As this memory comes flooding back to me, I begin to wonder if the kiss Harry is about to lay on me will feel the same way. Well, with his eyes fixed on me and the distance between us shrinking by the second, I'd wager that I'm not going to be left wondering much longer.

Time seems to slow as Harry leans into me, and I don't know what makes me do it, but I shut my eyes before he even touches me.

Ha ha, big mistake, kiddo.

As any normal person would expect in this situation, I expect to feel the softness of Harry's lips combined with the roughness of his calloused hands. But alas, I have once again jumped to conclusions... understandably so, I might add.

Harry pulls away at the last second, and I don't open my eyes until a cookie is shoved unceremoniously into my mouth. Nearly choking on the regrettably delicious pastry, my eyes are thrown open, and I am left looking like an idiot in front of him... yet again. I should be getting used to the feeling, but I don't know if I want to.

Also, where the hell did that cookie even come from? Was he holding it the whole time, or am I blind?

I try to keep the cookie from falling to the ground as Harry steps back, throwing his head back in laugher. I know he probably doesn't mean to act like an ass, but he's kind of acting like an ass, and it bothers me. I like to pride myself in my ability to laugh at myself, but when Harry is the one embarrassing me, it becomes much more difficult to do that. Not to be creepy, but I think I idolize him too much to have him making me look like a fool in front of him. It'd be one thing if I knew him better, but at this stage, it just makes me want to piss on his carpet.
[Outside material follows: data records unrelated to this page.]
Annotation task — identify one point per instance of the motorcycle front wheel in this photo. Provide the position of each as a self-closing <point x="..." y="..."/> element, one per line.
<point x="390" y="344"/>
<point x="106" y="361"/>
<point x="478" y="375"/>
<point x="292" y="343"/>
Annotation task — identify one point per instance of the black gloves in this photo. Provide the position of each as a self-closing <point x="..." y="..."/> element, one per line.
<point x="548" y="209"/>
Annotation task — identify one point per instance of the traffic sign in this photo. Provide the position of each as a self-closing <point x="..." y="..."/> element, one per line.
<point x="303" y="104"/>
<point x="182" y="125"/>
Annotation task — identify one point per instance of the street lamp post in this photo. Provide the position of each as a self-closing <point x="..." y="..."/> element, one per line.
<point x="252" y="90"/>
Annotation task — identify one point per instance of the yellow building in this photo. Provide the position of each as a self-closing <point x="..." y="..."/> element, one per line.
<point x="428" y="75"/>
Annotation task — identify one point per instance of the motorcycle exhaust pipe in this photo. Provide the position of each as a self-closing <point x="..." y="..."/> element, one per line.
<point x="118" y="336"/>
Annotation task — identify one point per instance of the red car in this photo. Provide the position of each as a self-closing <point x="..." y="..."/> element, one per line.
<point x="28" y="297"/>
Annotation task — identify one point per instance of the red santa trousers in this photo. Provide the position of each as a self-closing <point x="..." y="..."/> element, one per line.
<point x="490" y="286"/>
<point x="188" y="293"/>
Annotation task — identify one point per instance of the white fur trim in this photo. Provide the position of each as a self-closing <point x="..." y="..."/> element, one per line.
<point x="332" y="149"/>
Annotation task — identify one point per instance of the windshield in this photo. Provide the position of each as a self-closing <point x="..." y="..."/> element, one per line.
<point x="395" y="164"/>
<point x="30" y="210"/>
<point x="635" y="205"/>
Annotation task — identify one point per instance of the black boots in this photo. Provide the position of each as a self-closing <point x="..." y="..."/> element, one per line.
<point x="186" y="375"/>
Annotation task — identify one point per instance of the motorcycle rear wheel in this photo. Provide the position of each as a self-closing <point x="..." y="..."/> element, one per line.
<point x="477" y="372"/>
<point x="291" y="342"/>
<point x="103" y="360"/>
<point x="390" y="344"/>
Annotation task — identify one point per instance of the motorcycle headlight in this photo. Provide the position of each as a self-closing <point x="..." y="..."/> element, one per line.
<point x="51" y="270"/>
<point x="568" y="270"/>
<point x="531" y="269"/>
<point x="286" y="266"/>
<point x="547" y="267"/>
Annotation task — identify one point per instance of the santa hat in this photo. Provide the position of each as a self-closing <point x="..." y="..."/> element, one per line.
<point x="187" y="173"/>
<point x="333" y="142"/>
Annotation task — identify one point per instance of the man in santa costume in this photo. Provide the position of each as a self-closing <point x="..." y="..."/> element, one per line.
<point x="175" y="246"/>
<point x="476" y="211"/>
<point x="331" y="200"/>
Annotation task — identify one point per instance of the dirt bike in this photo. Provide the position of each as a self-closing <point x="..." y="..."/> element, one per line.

"That was not nice," I glare at him as he continues laughing at me. He's being annoyingly attractive right now, but I'm trying to maintain my anger, so I can't be paying attention to that at the moment.

"Oh, come on," Harry begs, still laughing. "That was funny."

Um, no sir. It was not.

I roll my eyes at him and cross my arms over my chest, leaning back in my seat with a huff of annoyance. If he's not going to listen to me, then there's no point in me saying anything at all. I'm just going to sit here and wait until he's finished being a dick.

A few moments pass and Harry's laughter dwindles as he takes in my displeasure with his actions. That's one good thing about having a resting bitch face: if you need someone to understand that you're angry, it's not that hard to do it without saying anything at all.

Harry takes a step closer to my stool and puts his hand on my arm. Just the slightest touch from him makes my skin feel all warm and I get this really unsettling, tingly feeling inside. I try not to focus on how his skin feels against mine, but as you might imagine, as his touch lingers, that becomes increasingly difficult.

"Hey," Harry murmurs, and I avert my eyes away from him. If I look into those green eyes of his, I just know that I won't be able to keep being mad at him.